Fool the Baton Rouge Advocate’s editorialists once, shame on you. Fool it twice, shame on them. And maybe that’s enough, as their eyes now seem wide open to understanding the unavoidable political nature of any government agency, no matter how allegedly protected it is and/or should be “independent” of politics – at some cost to the taxpayer.

After the Southeast Louisiana Flood Protection Authority-East sued nearly a hundred petroleum extraction companies or their successors for reputed damage to the Louisiana coastline over decades and the Louisiana Legislature responded by legislating to negate that and Gov. Bobby Jindal began using his gubernatorial powers to pick members to the SLFPA-E opposing the suit, howls came from some about how such tactics produced (in the words of one Advocate opinion writer) a “loss of independence” concerning a board that many wished somehow was above politics. The suit now functions on life support after a federal judge routed it out of court in a way that almost nobody believes it has any of chance of survival on appeal.
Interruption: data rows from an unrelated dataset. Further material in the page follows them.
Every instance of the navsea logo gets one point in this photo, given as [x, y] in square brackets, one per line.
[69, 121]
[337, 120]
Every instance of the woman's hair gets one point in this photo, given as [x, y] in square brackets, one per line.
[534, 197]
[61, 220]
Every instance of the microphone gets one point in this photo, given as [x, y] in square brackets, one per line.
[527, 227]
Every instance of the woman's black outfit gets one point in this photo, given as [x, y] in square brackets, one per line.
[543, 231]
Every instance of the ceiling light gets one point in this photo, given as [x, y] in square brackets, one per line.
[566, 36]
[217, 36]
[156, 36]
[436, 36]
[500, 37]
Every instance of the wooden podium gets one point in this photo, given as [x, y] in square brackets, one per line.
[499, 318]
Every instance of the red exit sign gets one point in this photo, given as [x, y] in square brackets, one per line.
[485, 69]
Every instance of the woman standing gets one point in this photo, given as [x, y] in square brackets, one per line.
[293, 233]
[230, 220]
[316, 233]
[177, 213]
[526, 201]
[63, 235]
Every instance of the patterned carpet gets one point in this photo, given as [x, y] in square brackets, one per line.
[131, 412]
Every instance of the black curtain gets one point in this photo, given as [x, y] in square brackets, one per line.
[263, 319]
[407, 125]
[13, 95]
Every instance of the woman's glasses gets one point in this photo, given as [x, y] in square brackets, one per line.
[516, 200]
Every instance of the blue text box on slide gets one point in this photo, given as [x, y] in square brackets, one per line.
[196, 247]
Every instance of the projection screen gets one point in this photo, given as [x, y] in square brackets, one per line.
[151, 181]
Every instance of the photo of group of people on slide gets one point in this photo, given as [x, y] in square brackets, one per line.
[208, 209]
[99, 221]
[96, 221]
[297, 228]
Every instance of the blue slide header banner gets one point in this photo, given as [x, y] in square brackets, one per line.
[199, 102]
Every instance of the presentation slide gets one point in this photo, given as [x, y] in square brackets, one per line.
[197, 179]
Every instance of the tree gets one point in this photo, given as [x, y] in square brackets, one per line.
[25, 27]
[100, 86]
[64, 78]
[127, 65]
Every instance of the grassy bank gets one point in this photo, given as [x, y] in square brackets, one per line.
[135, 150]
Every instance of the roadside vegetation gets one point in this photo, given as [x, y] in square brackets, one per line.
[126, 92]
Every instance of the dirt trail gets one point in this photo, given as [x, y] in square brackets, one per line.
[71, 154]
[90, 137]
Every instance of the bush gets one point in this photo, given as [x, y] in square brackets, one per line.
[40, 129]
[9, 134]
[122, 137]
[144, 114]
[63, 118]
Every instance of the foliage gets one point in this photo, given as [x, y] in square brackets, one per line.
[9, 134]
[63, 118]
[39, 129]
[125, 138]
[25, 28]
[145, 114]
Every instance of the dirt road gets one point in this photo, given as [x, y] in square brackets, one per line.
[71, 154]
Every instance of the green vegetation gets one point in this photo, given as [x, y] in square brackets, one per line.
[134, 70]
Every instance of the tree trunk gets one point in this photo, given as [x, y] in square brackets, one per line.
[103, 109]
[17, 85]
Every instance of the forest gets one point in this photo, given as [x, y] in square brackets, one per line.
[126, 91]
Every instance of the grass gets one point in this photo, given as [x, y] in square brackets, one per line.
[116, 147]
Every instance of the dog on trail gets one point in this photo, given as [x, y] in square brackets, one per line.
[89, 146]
Except, of course, for the lawyers who, with renegade former members of the SLFPA-E’s governing board Tim Doody and John Barry, concocted a contract approved by the board that means any attempt for the agency to stop the suit before it is concluded means it owes a huge payday of taxpayer dollars to the Jones Swanson Huddell & Garrison law firm and the discretion to pursue the suit lies totally in the firm’s hands, which the firm has chosen to continue despite the Advocate's pleading to desist. The nature of the contract leads to disputation over the final disposition, but that could be anything from, at worst, losing or withdrawing and the agency (read "taxpayers") owing the firm perhaps into the eight figures of dollars to, at best, doing either and losing nothing monetarily.

The Advocate’s editorialists caught on to that, and now complain that “the agency’s independence is under attack again,” suggesting perhaps they are having second thoughts about that concept of “independence.” As well they should; that they and others ever conceived of the board as something above politics displayed profound ignorance about the nature of government and politics. Quite simply, policy-making is by definition an exercise in politics, for the latter is concerned with the acquisition and deployment of power. Give any agency any power over any area of policy, and it will act politically in that it will favor certain interests at the expense of others.

Not only by definition is use of power political in that choices are made of what to do, when to do it, and how to do it, but also that, as we live in a world of scarce resources where nobody can have everything go his way in terms of policies and their outcomes, winners and losers are created as a result of its use. And to think that ideologies and political agendas do not serve as inputs to the decisions made about what, when, how, and who benefits connotes an astonishing flight from reality. “Independence” from politics as a quality of these organizations is nothing more than fantastical myth.

That was evident from the very start of the suit, as Barry and others admitted it was an exercise to treat oil companies as piñatas to score bucks by which to fund the agency’s grandiose – and politically determined – agenda. For the same mechanisms that attempt to insulate from political pressure also seal off the agency from responsibility and accountability, allowing formation of a rogue mentality to fester that owes fealty only to the political prejudices of whatever majority may control it.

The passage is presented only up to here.